Extremely common in the old days, and somewhat even today, prominent families typically married other prominent families. Three generations prior to Charles Darwin there was a lot of inbreeding between the Darwins and Wedgwoods. Darwin feared his children would inherit some sort of genetic deformability due to this, not in spite of it[1]. The Huxleys did not mix into the Darwin-Wedgwood family until the time of Darwin's grandchildren, when his grandson married Angela Huxley. At this time his grandchildren and their children married into many other families, surnames such as: Raverat; Keynes; Conford; Williams; Barlow; Worsley; Chapman; Massingberd; Pease[2][3].

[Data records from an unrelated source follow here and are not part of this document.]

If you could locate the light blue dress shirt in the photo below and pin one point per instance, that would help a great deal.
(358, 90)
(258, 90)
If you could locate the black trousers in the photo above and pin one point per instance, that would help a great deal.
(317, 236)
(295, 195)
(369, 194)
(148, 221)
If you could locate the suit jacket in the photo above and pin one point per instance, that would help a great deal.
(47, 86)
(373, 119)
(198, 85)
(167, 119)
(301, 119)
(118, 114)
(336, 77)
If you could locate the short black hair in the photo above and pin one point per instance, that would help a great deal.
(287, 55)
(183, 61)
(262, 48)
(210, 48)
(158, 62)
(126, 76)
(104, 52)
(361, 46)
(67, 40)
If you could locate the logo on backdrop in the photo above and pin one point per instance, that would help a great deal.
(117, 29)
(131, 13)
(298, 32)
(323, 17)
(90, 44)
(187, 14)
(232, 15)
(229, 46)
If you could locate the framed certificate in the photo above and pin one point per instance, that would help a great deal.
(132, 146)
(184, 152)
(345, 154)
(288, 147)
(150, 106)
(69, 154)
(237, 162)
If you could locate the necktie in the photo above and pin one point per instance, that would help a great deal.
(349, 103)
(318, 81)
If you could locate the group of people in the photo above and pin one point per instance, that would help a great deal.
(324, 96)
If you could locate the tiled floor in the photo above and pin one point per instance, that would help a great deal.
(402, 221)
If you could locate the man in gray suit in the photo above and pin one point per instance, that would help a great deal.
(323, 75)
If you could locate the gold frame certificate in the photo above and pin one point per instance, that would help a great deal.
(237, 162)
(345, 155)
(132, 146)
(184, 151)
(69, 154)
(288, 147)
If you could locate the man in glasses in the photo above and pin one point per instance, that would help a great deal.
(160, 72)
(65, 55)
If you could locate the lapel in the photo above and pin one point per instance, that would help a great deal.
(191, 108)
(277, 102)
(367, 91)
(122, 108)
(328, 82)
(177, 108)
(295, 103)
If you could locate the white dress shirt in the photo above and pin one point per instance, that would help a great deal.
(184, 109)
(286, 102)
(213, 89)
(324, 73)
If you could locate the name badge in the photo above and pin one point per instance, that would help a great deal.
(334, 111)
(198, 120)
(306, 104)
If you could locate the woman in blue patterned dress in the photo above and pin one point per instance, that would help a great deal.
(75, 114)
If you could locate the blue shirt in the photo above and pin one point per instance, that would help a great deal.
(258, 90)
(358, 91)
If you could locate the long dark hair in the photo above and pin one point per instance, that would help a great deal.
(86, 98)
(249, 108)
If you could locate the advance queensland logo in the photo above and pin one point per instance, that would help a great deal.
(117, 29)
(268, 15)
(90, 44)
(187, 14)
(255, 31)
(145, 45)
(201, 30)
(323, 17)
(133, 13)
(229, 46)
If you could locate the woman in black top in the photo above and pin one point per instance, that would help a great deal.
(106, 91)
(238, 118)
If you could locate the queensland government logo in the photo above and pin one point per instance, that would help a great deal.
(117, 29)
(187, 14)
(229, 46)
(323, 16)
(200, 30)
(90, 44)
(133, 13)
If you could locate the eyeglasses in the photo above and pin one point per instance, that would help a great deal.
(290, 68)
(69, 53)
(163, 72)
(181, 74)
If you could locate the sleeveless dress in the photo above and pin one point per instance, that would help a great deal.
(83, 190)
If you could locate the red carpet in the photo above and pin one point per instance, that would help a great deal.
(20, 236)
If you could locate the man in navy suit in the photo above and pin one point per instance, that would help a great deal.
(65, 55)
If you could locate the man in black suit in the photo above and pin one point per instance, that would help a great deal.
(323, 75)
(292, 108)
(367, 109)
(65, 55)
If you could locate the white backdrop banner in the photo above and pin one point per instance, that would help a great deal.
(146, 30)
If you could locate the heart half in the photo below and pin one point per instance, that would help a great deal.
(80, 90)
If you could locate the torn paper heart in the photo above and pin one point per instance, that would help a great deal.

There's absolutely no evidence of a planned system of interbreeding amongst the families. The Darwin-Wedgwood interbreeding was a result of a very common occurrence of the desire to keep wealth and property in the family in the 19th century, but as times changed, that view changed. As I noted above, Darwin feared inbreeding very much, and it's extremely silly to believe he'd make an exception for the Huxleys[2][3].

Francis Galton, Darwin's Cousin, Promoted Eugenics and Inbreeding

Francis Galton, cousin of Charles Darwin, promoted eugenics and had his family interbreed with another family, and this resulted in ironic deformities.

Interestingly enough, Galton invented the term eugenics in 1883[4]. Galton proposed that individuals with good genetic backgrounds breed with individuals with the same backgrounds, as to improve the genetic stock even more - he even suggested economic incentives to promote breeding[4].

Francis Galton had no children and thus no decedents, and thus no inbreeding, and thus no deformities.